Sepulang dari Yogyakarta, Saya, Hanafi dan Dewi mulai merekrut kawan-kawan Muslim dan membuka Posko TIRUS di Ruko Batu Merah, ketika itu masih di Blok F. Disana bergabung Linda Holle, Iksan Mahu, Ruslan Latuconsina, Biduran Kaplale dan lain-lain. Posko Ruko Batu Merah memang sengaja dibuka untuk menggampangkan akses ke kamp-kamp yang dihuni pengungsi Muslim, karena ketika itu Posko TIRUS sudah pindah ke rumah Ansye Sopacua di  Passo.
            Kerja dalam eskalasi konflik Maluku yang terus meninggi terkadang membuat risau para relawan. Misalnya, ketika relawan sedang berkumpul di Passo, tiba-tiba meletus konflik  dan suasana kota mencekam, relawan Muslim berbisik kepada Saya. “”Abang, katong aman ka seng ?” begitulah mereka mengungkapkan kegelisahan. Saya pun selalu  menjamin bahwa kami aman. Tetapi supaya keamanan itu seratus persen, kami terpaksa harus kembali ke Posko Ruko Batu Merah. 
Bahkan agar menghilangkan ketegangan, kadang-kadang saya punya ide-ide aneh yang bikin kawan-kawan mau-tidak mau harus tertawa.  Misalnya suatu waktu ketika kami hendak menghadiri pertemuan relawan di Passo, sementara pada saat itu situasi agak memanas. Saya lantas meminta Iksan Mahu salah satu relawan Posko Ruko Batu Merah untuk mengecat dua buah gagang sapu dengan cat warna hitam.

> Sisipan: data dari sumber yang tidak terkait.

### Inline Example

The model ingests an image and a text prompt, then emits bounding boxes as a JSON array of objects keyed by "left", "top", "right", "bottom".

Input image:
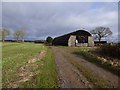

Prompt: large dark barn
[{"left": 52, "top": 30, "right": 92, "bottom": 46}]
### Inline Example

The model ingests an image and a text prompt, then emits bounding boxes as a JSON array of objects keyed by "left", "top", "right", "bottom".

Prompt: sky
[{"left": 0, "top": 0, "right": 118, "bottom": 41}]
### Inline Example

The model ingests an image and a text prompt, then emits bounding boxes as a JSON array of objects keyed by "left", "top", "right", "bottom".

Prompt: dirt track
[{"left": 53, "top": 47, "right": 119, "bottom": 88}]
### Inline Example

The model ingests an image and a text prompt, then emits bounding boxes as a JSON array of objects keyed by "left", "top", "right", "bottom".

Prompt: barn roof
[{"left": 53, "top": 30, "right": 91, "bottom": 46}]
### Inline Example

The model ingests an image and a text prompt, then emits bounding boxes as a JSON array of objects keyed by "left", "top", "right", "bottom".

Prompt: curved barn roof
[{"left": 53, "top": 30, "right": 91, "bottom": 46}]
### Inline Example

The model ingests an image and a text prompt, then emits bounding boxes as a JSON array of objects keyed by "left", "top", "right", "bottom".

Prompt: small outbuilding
[{"left": 52, "top": 30, "right": 94, "bottom": 46}]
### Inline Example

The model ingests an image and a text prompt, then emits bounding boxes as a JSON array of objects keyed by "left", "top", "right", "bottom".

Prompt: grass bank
[
  {"left": 21, "top": 48, "right": 58, "bottom": 88},
  {"left": 64, "top": 54, "right": 111, "bottom": 88},
  {"left": 73, "top": 47, "right": 120, "bottom": 77},
  {"left": 2, "top": 43, "right": 57, "bottom": 88}
]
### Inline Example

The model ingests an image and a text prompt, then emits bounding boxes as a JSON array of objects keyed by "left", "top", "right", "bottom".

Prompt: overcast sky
[{"left": 2, "top": 2, "right": 118, "bottom": 39}]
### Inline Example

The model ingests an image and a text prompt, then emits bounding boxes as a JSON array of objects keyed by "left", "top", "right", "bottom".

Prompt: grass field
[{"left": 2, "top": 43, "right": 57, "bottom": 88}]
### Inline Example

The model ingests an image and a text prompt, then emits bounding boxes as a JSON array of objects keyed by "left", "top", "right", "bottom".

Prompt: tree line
[
  {"left": 0, "top": 28, "right": 27, "bottom": 42},
  {"left": 0, "top": 26, "right": 112, "bottom": 43}
]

Ketika dalam perjalanan menuju Passo saya lantas meminta kawan-kawan untuk menurunkan sedikit kaca mobil dan mengeluarkan ujung kedua gagang sapu itu seolah-olah laras senapan. Kebetulan kaca mobil gelap sehingga orang dari luar tidak bisa melihat ke dalam. Kontan saja suasana di dalam mobil yang tadinya tegang berubah menjadi cair. Ada yang tertawa ada yang senyum-senyum kecil.
Suatu hari sepulang dari Passo, terjadi bentrokan antar warga, di Batu merah bawah, sebuah angkot dihadang massa. Begitu kami tiba, yang pertama saya lihat adalah empat orang sedang dikerumuni warga dan seorang pemuda sudah babak belur. Kontas saya meminta Fadli Wasahua untuk berhenti. Saya kemudian menyeruak diantara kerumunan dan berteriak stop-stop. Kawan-kawan relawan pun menyusul. Kami kemudian terlibat adu mulut dengan massa. Saya menyeret pemuda yang babak belur itu ke dalam mobil diikuti teman-teman lain yang juga membawa seorang ibu dan dua anak perempuan susia SMA. 

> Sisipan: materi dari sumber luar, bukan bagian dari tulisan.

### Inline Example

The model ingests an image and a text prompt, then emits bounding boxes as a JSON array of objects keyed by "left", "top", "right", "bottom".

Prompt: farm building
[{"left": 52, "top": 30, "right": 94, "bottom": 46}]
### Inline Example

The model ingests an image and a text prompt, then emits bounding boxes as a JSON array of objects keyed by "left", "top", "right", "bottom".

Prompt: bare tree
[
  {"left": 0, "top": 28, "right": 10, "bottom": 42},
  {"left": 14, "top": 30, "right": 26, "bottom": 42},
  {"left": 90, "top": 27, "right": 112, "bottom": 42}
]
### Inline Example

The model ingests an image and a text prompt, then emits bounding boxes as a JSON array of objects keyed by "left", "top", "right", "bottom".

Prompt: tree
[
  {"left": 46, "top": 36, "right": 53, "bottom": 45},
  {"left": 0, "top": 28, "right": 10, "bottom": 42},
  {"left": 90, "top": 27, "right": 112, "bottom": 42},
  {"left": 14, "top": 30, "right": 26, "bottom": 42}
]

Dengan mobil relawan, mereka kami bawa dan kami turunkan di depan Rumah Sakit Ternate. Ternyata pemuda yang yang kami tolong adalah anak seorang Dosen fakultas Ekonomi Universitas Pattimura.
Di waktu lain, ketika Posko Ruko Batu Merah belum lama kami pinddahkan dari Blok F ke Blok A,  suatu malam, sekira pukul 20.00 WIT, saya sedang makan malam di depan Masjid Raya Al-Fatah handphone saya bordering. Rupaya Handoko  menelpon dan meminta saya segera ke Posko karena ada tentara yang datang.
Saya pun langsung ke Posko. Di depan Posko telah parkir sebuah truk militer dengan belasan tentara sedang bersiaga. Saya pun memarkir mobil Posko dibekang truk militer itu.  di dalam Posko rupanya kawan-kawan sedang berkumpul. Ada tiga orang tentara satunya perwira dan yang duanya prajurit biasa.
Saya pun lantas memperkenalkan diri dan menanyakan maksud kedatangan mereka. Rupanya mereka meminta pimpinan Posko untuk ikut ke KODIM dengan alasan ada rapat gelap di Posko.
Saya pun berdebat dengan perwira yang belakangan saya tahu namanya Letnan Kolonel, Suharto, dari Batalyon 111 Bukit Barisan itu, diperintahkan untuk menangkap saya karena telah melakukan rapat gelap dalam rangka menolak kehadiran TNI BKO di Maluku.
“Siapa yang bilang ada rapat gelap disini. Buktinya neon 4o watt delapan biji nyala semua. Bagaimana bisa bapak bilang ada rapat gelap”,tantang saya kepada Letkol Suharto. Karena situasi semakin memanas, akhirnya saya, Mahmud Rengifurwarin( ketika itu Ketua HMI Cabang Ambon) dan Hanafi Hole mau ikut ke KODIM.
Begitu keluar Posko para prajurit yang tadi bersiaga di depan langsung memegang tangan kami dan memaksa naik ke truk. Saya terus berhenti dan bilang kepada Letkol Suharto bahwa kami tidak mau ikut kalau naik truk. “Kalau naik truk kami tidak mau ikut ke KODIM. Kalau mau Pak Suhatro ikut di mobil relawan”.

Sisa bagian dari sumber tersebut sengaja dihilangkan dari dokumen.